God Gave Rock and Roll to You by Leah Payne

God Gave Rock and Roll to You by Leah Payne

Author:Leah Payne [Payne, Leah]
Language: eng
Format: epub
Publisher: Oxford University Press
Published: 2023-02-15T00:00:00+00:00


The “Personality Trend” in Worship

Maranatha!, Integrity, and Vineyard produced a steady stream of profitable praise-and-worship albums in the early 1990s that rarely sold enough to chart in CCM Magazine. In the early 1990s, they were made mostly by and for Pentecostal and Charismatic congregations. As such, they had limited appeal to Baptists or Presbyterians. Nondenominational Charismatic congregations, tied together loosely through worship-music networks, were growing quickly, however, and C. Peter Wagner argued in the 1990s that the future of Christianity itself was Charismatic and “Post-Denominational.” Wagner’s argument for independent Charismatic congregations led by “modern-day apostles,” which Wagner dubbed a “New Apostolic Reformation,” was not accepted in all corners of Pentecostal or Charismatic Christianity, but there was no denying that the music of Charismatic congregations was spreading far beyond denominational boundaries.

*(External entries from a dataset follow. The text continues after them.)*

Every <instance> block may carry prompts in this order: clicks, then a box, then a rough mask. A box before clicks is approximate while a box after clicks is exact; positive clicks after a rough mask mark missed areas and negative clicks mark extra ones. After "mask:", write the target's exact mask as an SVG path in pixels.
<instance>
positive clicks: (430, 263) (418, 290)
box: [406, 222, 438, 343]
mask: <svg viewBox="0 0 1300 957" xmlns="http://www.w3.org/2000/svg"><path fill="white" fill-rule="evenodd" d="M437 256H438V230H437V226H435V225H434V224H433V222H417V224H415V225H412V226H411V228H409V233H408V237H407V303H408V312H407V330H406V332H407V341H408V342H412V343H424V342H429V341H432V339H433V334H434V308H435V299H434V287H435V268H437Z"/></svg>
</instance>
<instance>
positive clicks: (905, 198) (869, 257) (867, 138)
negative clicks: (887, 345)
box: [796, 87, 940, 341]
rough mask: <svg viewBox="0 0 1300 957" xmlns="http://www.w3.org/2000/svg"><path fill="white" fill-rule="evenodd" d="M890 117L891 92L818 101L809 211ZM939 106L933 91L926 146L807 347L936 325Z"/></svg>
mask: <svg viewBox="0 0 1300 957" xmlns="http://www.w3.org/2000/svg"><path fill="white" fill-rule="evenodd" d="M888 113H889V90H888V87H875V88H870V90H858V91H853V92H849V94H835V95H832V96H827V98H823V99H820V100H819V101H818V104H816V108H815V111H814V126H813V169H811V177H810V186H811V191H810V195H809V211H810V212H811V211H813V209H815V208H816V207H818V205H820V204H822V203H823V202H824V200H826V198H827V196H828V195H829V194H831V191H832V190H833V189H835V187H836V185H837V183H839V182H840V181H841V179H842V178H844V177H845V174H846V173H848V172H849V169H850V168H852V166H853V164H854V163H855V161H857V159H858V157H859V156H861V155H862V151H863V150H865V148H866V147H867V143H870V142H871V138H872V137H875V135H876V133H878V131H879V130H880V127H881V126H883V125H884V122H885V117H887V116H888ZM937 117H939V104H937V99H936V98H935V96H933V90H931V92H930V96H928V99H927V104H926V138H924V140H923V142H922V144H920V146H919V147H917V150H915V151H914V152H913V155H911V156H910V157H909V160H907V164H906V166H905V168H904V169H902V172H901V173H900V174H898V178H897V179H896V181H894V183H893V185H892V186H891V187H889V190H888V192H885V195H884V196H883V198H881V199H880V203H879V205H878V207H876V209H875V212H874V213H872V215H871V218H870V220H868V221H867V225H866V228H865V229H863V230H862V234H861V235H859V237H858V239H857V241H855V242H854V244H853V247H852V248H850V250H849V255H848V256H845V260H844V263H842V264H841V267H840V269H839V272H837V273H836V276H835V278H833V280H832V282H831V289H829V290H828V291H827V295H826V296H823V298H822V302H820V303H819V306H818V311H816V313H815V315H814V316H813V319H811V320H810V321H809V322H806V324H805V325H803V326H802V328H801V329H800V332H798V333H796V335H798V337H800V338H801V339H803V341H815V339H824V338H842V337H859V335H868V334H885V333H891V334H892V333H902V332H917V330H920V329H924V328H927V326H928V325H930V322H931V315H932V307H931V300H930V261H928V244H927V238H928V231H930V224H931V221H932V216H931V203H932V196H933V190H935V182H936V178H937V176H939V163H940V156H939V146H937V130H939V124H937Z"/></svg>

As Pentecostal and Charismatic worship styles steadily won the “worship wars,” which pitted liturgical norms of hymnals, congregational choirs, and organ music against rock band instruments and sensibilities, their influence expanded.

CCM entertainers were mostly white, male, and from the United States, but top-selling worship albums captured transnational, multicultural Charismatic fervor and stylistic variety. Black Gospel choir sensation Kirk Franklin and the Family brought “new traditional gospel worship and praise” from Fort Worth, Texas, to the number one spot on the Billboard Christian music charts.11 Ron Kenoly, a Black Charismatic worship leader based in California, had a string of 1990s worship hits that transcended racial and denominational boundaries. In Rejoice Africa (1993), Lionel Peterson, a Black South African worship leader at Rhema Bible Church in Johannesburg, triumphantly celebrated the end of apartheid and the Second Coming. The Toronto Vineyard Church’s 1994 “Pour Out My Heart” updated the Jesus people’s hippiezed desire for intimacy with God and became a standard in evangelical services. In 1996, “Shout to the Lord” took Assemblies of God triumphalism from female worship leader Darlene Zschech and “Hillsong,” the worship band at Hills Christian Life Centre in Sydney, Australia, to the United States and beyond.

They were missing from the US-centric CCM charts, but Charismatic and Pentecostal praise bands had been for decades steadily taking over Protestant worship in the Americas, thanks to rapidly developing worship networks between predominately white, United States–based Charismatic Bible colleges and congregations, and Latin American practitioners. Guatemalan worship leader Juan Carlos Alvarado began producing successful Spanish-language albums in the 1980s as music minister at Palabra En Acción in Quetzaltenango, Guatemala, a congregation pastored by Wes Spencer, graduate of Rhema Bible College in Broken Arrow, Oklahoma. Mexican worship leader Jorge Lozano was introduced to praise bands in the 1970s as a student at Christ for the Nations, a charismatic Bible college in Dallas, Texas.

Lozano mentored Marcos Witt, a child of white American Pentecostal missionaries to Durango, Mexico, who brought high-production-value, rock-driven praise music to Spanish-speaking audiences in the 1990s with praise-and-worship albums like Proyecto Alabanza y Adoración on Word Records and Te Exaltamos (En vivo) on Hosanna! Integrity. Prior to the arrival of praise bands, Spanish-speaking Pentecostal and Charismatic communities in Latin America worshiped mostly with coritos, choruses that were easy to learn and simple to play on the guitar.